Sorrido amaramente e torno in stanza per cambiare i jeans chiari che avevo scelto, con i soliti neri che indosso sempre. Sopra una felpa dello stesso colore, per passare il più inosservata possibile.

Dopo il breve tragitto in macchina, mi trovo davanti al cancello della scuola.
L'ultimo anno di scuola... l'ultimo e poi sarò finalmente libera.

Dinanzi a me una calca di studenti di tutte le età si raggruppa sghignazzanndo, fumando, trepidando per iniziare le lezioni. Io vorrei solo non trovarmi in mezzo a loro. Amo la solitudine. Non ho mai avuto un gruppo di amici, piuttosto preferisco parlare ogni tanto con qualcuno ma senza mai approfondire un'amicizia da coltivare nel tempo. Sono una persona che sta nei margini, che non viene notata troppo, che osserva tanto e parla poco.

Nel frattempo che aspetto l'inizio delle lezioni, mi siedo sul prato con la schiena poggiata su un grande albero, accerchiato anch'esso di persone, ma cerco di trovarmi un angolino per me.

Prendo le airpods dallo zaino e le indosso, mettendo in riproduzione "Teacher's Pet - Melanie Martinez".
Mentre la musica trasmette nelle mie orecchie osservo i ragazzi davanti a me.

Perché non posso semplicemente essere come loro? Non ho mai capito perché fossi cresciuta così precocemente rispetto ai miei coetanei, ad essere sempre così seria e pensierosa sin da bambina, quando gli altri della mia età adesso vanno in discoteca, ai pub, e si divertono con gli amici, fumano. Ed io invece sto sempre chiusa in casa a leggere, scrivere, studiare o ascoltare musica. Questa è la mia noiosa routine.

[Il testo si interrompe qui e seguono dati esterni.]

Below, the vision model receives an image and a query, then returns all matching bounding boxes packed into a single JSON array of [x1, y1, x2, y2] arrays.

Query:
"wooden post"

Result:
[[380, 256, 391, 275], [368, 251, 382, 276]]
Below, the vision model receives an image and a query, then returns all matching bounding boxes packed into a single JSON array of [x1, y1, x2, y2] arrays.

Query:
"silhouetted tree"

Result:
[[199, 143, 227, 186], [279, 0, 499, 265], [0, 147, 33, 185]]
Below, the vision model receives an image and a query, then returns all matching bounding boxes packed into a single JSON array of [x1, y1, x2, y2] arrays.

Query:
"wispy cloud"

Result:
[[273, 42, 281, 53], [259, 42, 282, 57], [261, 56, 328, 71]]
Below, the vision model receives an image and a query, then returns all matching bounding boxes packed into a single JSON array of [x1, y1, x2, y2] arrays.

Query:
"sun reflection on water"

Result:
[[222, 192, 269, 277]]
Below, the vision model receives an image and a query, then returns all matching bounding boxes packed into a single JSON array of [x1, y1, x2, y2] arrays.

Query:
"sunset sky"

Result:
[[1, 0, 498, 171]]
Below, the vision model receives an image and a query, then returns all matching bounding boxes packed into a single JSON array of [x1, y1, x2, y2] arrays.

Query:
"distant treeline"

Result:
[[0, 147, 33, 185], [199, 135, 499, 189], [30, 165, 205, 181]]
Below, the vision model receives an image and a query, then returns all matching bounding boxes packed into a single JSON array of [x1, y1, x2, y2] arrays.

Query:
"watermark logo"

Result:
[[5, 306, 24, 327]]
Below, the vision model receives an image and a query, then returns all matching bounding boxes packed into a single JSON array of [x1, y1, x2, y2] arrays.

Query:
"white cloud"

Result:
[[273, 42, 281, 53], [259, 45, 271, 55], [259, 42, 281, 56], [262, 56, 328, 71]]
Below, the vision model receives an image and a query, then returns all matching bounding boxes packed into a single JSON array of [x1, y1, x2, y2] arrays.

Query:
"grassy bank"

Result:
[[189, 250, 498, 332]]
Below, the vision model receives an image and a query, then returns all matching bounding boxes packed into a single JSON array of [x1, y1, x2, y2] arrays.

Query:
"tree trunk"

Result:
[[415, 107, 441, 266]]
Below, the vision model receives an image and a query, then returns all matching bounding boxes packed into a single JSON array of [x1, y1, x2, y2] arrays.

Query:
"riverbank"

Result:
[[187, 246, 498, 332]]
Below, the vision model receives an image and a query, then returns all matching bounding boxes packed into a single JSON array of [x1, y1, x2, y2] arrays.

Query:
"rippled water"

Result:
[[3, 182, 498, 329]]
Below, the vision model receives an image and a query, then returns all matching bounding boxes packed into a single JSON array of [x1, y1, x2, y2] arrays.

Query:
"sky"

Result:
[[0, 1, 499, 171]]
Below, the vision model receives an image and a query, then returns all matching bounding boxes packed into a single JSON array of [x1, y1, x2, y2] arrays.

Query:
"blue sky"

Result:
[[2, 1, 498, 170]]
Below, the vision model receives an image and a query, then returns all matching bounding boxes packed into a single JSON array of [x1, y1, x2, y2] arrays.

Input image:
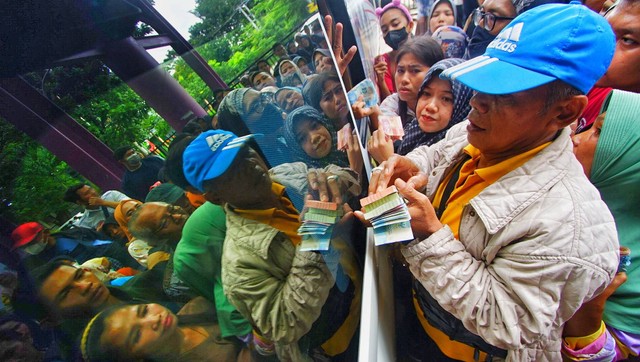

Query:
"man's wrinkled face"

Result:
[[596, 1, 640, 93], [39, 265, 111, 317], [204, 146, 272, 208], [467, 85, 558, 164]]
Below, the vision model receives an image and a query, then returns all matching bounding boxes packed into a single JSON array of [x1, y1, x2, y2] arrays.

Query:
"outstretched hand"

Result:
[[324, 15, 358, 75], [369, 155, 420, 194], [306, 169, 345, 205], [395, 179, 444, 239]]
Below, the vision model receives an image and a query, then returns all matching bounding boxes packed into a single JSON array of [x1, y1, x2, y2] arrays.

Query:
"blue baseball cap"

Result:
[[182, 130, 259, 192], [440, 1, 616, 94]]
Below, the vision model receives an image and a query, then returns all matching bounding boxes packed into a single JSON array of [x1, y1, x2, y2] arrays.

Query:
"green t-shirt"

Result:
[[173, 202, 251, 337]]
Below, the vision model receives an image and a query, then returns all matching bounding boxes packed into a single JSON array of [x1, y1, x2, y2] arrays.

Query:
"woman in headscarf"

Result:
[[367, 58, 473, 162], [563, 90, 640, 361], [275, 59, 307, 88], [431, 25, 469, 58], [373, 0, 414, 101], [218, 88, 291, 167], [302, 72, 350, 130], [428, 0, 457, 34], [113, 199, 152, 268], [284, 106, 349, 168]]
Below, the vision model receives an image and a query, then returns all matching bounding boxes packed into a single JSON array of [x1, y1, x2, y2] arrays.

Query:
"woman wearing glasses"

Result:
[[465, 0, 568, 59]]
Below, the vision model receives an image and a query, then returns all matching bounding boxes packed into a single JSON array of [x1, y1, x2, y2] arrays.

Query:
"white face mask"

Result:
[[24, 241, 47, 255]]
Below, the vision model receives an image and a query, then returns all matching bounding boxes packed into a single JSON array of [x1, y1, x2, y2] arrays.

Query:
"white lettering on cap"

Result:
[[206, 134, 233, 152], [487, 23, 524, 53]]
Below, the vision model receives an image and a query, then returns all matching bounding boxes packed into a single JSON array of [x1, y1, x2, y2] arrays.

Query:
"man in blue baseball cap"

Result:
[[167, 130, 362, 361], [369, 2, 618, 361]]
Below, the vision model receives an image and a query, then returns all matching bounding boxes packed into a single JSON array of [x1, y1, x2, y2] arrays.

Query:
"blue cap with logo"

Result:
[[440, 1, 616, 94], [182, 130, 259, 192]]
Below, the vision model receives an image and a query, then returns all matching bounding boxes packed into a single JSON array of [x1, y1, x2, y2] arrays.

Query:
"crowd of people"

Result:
[[0, 0, 640, 362]]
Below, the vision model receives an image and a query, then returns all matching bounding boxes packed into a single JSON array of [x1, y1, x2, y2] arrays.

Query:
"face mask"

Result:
[[384, 28, 409, 50], [24, 241, 47, 255], [127, 153, 142, 166]]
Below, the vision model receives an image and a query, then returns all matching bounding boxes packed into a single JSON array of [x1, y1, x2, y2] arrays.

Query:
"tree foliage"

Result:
[[172, 0, 309, 103]]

Mi distolgo dai miei pensieri soltanto quando la campanella suona per annunciare l'inizio della prima ora.
Così mi alzo, ma cammino piano perché non voglio mischiarmi alla folla. Lascio che fluisca, così entro per ultima con una manciata di altri ragazzi.

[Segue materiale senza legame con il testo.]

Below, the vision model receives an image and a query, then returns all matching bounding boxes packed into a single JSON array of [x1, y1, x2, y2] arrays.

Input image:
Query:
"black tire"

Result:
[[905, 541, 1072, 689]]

Ho appena varcato la porta d'ingresso quando mi arriva una spallata.

«Oh scusa» una voce maschile si rivolge a me, probabilmente appartenente a chi mi è appena venuto contro.

Così alzo lo sguardo, e resto folgorata da un paio di occhi verdi che mi osservano premurosi dall'alto.

«Non è niente» rispondo non dandogli troppa confidenza.

Mi fa un cenno, per poi continuare a camminare insieme ai suoi amici davanti a me.